Eighth annual museum archive crawl takes attendees on a trip through time


Morgana Carroll

Tooth + Tusk Exhibit at the MCE.

Morgana Carroll, Scene Editor

History and artifact enthusiasts gathered in the Brooks Library parking lot on the morning of Oct. 1 for the eighth annual Archive Crawl. This event offers a tour of the archives and museums in Ellensburg while attendees listen to archivists and curators share their collections. 

The event was sponsored by CWU libraries, the Museum of Culture & Environment (MCE), the Central Branch of Washington State Archives, the Kittitas County Historical Museum, and the Ellensburg Public Library & Archives. The tour included all of the sponsors and ended with a visit to the MCE.

According to University Archivist Julia Stringfellow, while the difference between archives and museums can vary, the main difference is typical in the type of artifacts they have in their collections. Archives usually consist of paper documents and correspondences, while museums usually have more three-dimensional displays and artifacts. 

Stringfellow said that there are some notable exceptions, such as larger museums like the Smithsonian having their own archive section.

Students viewing MCE Tooth + Tusk Exhibit. (Morgana Carroll)

Megan Stanley, sophomore in health management, said that she went on the crawl because she has an interest in history. Most of the students who went on the trip were in museum studies. 

Museum Collections Manager Lynn Bethke said one of the goals of the crawl was to raise awareness for the museums and archives in town during American Archives Month.

“The importance is about raising awareness of all these different organizations that have similar goals, preserving history and sharing stories of the past and the present,” Bethke said. 

Stanley said that she didn’t know about most of the organizations, so she was glad that she had seen them on this trip.

“I’ve been to the County Historical Museum before but that was it. I’d never been in the back room of the museum of culture. I’ve never been to the Seattle Archives. I’d never been to the Washington State Archives that were just across the street,” Stanley said. 
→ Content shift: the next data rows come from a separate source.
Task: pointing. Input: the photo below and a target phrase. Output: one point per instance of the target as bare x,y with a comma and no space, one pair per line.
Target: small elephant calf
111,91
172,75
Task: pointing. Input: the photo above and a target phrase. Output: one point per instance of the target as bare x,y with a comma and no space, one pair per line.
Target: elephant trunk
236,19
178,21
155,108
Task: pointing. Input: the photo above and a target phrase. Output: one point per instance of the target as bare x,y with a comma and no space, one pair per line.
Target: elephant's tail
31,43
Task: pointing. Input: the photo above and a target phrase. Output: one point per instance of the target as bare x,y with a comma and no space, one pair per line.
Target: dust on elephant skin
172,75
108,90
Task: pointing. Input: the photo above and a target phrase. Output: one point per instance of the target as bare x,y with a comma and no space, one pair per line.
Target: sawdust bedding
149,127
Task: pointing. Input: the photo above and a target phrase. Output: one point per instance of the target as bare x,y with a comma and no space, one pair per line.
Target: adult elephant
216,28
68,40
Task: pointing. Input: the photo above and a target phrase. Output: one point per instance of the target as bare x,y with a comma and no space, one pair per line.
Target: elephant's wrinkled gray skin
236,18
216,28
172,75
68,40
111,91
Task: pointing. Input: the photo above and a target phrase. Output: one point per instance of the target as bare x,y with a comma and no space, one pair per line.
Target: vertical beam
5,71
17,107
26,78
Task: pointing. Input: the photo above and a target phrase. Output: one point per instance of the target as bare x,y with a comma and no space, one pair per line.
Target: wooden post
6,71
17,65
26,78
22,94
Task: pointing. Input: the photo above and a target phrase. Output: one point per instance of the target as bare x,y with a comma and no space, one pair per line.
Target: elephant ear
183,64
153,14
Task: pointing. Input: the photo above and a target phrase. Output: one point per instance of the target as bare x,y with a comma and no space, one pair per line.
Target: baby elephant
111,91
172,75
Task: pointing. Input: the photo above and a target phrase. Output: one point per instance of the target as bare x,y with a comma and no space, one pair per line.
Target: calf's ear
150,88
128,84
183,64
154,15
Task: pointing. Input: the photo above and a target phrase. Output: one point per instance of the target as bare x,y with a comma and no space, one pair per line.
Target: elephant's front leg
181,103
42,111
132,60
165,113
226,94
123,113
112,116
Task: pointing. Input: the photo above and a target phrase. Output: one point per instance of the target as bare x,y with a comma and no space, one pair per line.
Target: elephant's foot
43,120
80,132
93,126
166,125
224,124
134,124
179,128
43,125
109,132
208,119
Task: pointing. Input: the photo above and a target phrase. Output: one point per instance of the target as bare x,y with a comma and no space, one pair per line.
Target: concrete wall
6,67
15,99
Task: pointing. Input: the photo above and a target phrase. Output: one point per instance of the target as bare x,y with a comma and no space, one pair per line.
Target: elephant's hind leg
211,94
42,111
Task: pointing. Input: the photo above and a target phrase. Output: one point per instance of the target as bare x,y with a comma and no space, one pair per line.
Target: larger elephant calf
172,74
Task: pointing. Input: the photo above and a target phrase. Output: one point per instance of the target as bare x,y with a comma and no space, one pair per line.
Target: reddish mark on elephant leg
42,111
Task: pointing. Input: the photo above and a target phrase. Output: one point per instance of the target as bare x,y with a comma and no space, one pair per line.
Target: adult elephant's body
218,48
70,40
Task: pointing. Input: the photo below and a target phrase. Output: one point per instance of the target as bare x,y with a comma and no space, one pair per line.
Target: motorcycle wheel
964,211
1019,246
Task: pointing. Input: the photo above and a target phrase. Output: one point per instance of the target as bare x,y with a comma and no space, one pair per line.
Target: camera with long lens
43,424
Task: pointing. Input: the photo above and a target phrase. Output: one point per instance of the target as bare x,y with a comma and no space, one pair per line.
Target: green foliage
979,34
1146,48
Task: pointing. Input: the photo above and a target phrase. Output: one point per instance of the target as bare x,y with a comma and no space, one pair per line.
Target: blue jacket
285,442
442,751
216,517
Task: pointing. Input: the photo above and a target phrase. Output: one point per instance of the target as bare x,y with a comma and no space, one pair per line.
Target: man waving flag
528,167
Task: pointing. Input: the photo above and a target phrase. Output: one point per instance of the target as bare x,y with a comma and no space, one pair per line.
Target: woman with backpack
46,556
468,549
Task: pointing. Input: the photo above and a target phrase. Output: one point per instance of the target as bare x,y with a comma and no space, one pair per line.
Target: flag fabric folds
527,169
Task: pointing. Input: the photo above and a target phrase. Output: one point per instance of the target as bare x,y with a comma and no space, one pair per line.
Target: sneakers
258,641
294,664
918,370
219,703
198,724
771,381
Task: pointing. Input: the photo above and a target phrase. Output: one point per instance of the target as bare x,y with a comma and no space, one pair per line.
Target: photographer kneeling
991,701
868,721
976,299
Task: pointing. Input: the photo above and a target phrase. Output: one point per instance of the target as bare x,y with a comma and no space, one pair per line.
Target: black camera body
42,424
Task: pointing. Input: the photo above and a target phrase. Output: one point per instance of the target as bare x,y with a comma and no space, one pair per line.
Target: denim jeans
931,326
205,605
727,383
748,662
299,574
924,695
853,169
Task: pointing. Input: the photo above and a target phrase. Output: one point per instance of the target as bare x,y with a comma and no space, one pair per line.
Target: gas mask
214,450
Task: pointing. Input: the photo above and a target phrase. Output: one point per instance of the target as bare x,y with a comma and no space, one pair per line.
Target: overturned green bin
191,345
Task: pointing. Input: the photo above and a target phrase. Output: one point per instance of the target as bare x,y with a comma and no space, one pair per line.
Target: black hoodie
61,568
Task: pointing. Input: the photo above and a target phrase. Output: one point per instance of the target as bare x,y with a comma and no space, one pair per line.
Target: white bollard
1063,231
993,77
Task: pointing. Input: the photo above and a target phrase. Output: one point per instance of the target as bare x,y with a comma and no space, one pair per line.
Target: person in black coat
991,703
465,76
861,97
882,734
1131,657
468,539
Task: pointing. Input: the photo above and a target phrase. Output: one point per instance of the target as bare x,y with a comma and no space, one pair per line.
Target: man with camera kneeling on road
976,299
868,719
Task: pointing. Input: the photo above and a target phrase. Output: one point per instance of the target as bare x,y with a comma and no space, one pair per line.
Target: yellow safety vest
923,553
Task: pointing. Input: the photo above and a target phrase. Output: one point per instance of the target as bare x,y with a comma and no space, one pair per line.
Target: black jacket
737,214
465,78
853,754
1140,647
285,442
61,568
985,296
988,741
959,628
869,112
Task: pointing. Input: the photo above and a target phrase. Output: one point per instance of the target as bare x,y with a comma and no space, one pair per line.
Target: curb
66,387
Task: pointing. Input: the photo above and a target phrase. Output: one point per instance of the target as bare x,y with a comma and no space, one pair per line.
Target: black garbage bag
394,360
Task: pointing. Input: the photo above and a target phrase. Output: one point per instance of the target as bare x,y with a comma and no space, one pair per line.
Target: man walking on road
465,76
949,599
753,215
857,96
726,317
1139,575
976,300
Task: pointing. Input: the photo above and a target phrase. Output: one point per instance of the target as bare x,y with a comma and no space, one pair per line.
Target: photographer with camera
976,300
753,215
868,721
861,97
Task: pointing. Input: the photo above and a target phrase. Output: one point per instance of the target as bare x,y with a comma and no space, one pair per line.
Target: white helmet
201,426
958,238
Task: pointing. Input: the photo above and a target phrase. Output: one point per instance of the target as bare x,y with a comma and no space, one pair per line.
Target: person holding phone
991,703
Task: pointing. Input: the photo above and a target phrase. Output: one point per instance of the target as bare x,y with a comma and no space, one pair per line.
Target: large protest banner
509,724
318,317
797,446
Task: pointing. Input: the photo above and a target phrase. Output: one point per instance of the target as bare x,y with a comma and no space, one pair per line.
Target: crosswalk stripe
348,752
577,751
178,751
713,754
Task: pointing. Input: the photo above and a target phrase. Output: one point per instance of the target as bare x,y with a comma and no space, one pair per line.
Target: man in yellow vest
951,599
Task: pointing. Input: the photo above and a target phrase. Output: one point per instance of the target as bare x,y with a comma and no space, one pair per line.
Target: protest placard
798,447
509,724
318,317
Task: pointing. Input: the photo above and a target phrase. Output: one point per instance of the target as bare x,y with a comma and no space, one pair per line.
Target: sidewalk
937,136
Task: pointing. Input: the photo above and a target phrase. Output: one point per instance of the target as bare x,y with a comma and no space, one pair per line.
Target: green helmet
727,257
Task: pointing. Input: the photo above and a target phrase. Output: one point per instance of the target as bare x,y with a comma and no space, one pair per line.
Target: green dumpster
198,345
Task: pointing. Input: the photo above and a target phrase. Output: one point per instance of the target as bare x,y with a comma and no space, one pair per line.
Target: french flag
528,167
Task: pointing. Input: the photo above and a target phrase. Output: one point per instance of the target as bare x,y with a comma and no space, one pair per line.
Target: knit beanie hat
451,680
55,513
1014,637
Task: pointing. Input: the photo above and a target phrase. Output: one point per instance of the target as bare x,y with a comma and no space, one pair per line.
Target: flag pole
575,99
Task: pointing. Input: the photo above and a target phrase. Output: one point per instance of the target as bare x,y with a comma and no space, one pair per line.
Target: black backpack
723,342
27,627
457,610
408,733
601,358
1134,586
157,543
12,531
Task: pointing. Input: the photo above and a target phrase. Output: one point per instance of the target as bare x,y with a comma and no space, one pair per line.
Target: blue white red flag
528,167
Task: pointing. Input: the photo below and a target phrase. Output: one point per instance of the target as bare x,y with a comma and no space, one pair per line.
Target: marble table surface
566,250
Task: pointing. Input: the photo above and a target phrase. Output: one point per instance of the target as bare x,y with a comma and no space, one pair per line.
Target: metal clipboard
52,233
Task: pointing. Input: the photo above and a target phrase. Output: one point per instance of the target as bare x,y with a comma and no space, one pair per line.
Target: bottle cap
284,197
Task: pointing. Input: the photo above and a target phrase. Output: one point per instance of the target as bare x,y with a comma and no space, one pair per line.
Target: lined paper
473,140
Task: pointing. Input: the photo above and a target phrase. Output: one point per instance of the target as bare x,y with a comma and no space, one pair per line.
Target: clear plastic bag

Bethke said that she enjoys getting to see the attendees experience the in-depth look. 

“My favorite part of the crawl is seeing people’s reactions,” Bethke said. “When people get to go behind the scenes of a museum it’s a different experience.” 

Stringfellow said that her favorite part of the crawl was seeing the public library’s collection of Manastash Ridge journals.

Museum attendees view Tooth + Tusk exhibit at MCE. (Morgana Carroll)

“If you climb up the Manastash Ridge there’s a book on the top that you can sign,” Stringfellow said. “The public library has all of those, going back to the ‘70s.”

Stanley said that for her, the most memorable part was a story she heard at the County Historical Museum about a woman who became an urban legend. 

“They went off about this woman who lived in this house and she went crazy and killed her husband and went to the asylum, and then she escaped and no one ever saw her again. If you see her on the side of the road don’t pick her up, she’s a ghost or something like that.”

Stringfellow said the most memorable part for her was, “One thing people like to do is, across the street at the Washington State Archives they have jail records, so they’ll ask can you go through the records to see if my family member was here.”  

Stanley said that her favorite part of the crawl was getting to see the unique history that Kittitas County has and seeing how passionate the curators and archivists were when they talked about the history behind their collections.

“It’s important because it’s knowledge we take for granted because we can find this information pretty easily,” Stanley said. “How did places like Ancestry.com get a hold of those records? Because places like this keep track of them.”